- There are two primary types of individual retirement accounts, including traditional IRAs and Roth IRAs. These two types of accounts have some similarities, but also some significant differences. While both types of accounts provide certain tax advantages, Federal tax laws and IRS regulations only allow you to deduct contributions made to a traditional IRA. Contributions made to a Roth IRA are not tax deductible and must be made with after-tax dollars.
- Anyone who is under 70 1/2 years of age and who has earned income can contribute to a traditional IRA. If you are married and you file a joint income tax return, both you and your wife can have and contribute to separate traditional IRAs, even if only one of you has earned income. You can open a traditional IRA at any time during the year, and take a deduction for contributions made up until the time you file your federal income tax return, but no later than the due date, which is typically April 15 for the previous tax year. You can contribute to your IRA regardless of whether you are covered by a pension plan at work, although there may be some restrictions on your tax deductions.
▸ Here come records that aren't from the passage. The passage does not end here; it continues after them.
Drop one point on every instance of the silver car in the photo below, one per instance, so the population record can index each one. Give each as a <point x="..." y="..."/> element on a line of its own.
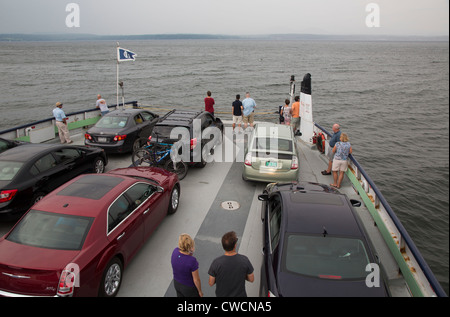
<point x="271" y="154"/>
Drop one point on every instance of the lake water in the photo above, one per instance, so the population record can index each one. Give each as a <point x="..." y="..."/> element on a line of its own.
<point x="392" y="98"/>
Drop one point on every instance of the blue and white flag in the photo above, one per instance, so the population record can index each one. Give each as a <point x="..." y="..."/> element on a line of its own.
<point x="125" y="55"/>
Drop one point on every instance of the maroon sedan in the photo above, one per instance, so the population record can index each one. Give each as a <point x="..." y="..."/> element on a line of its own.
<point x="78" y="239"/>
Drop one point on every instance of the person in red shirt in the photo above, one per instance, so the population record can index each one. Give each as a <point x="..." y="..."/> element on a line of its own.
<point x="209" y="103"/>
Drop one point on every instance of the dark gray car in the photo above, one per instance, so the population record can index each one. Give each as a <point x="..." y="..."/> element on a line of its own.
<point x="120" y="131"/>
<point x="314" y="244"/>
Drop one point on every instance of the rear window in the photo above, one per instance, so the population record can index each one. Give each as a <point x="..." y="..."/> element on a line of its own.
<point x="91" y="186"/>
<point x="8" y="170"/>
<point x="325" y="257"/>
<point x="112" y="122"/>
<point x="272" y="144"/>
<point x="51" y="231"/>
<point x="164" y="131"/>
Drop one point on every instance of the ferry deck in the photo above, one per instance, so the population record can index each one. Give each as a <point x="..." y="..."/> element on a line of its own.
<point x="201" y="215"/>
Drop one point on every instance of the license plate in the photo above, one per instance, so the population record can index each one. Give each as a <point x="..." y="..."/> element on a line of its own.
<point x="271" y="164"/>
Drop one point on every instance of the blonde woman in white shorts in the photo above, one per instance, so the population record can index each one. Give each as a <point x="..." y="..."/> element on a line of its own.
<point x="341" y="152"/>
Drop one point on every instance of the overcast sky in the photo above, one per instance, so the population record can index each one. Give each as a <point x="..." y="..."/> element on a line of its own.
<point x="232" y="17"/>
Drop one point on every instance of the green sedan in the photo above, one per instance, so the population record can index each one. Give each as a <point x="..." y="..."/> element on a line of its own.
<point x="271" y="154"/>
- The deductible portion of your traditional IRA may be affected by your income if you or your spouse is covered by a pension plan at work. If you filed as single and your adjusted gross income exceeded $56,000, your deduction will be reduced or eliminated. If you were married and filed a joint return, your deduction would be reduced if your adjusted gross income exceeded $89,000. If you were married and filed a separate return, you would not be able to take a deduction if your adjusted gross income was $10,000 or more.
- The IRS does not stipulate a difference between employees who were covered by a pension plan for the entire year or a part of the year. The IRS considers you to have been covered by a pension plan if either you or your employer contributed to your account at any time during the year. The IRS considers you to have been covered by a pension plan if you are eligible to contribute to a 401(k), even if you do not contribute to it. If you meet the age and service requirements to participate in a pension plan offered by your employer, the IRS considers you covered by that plan, whether or not your have worked long enough to become vested in the plan. The IRS notes that employers typically check the Retirement Plan box on your W-2 to indicate that you were covered by a pension plan.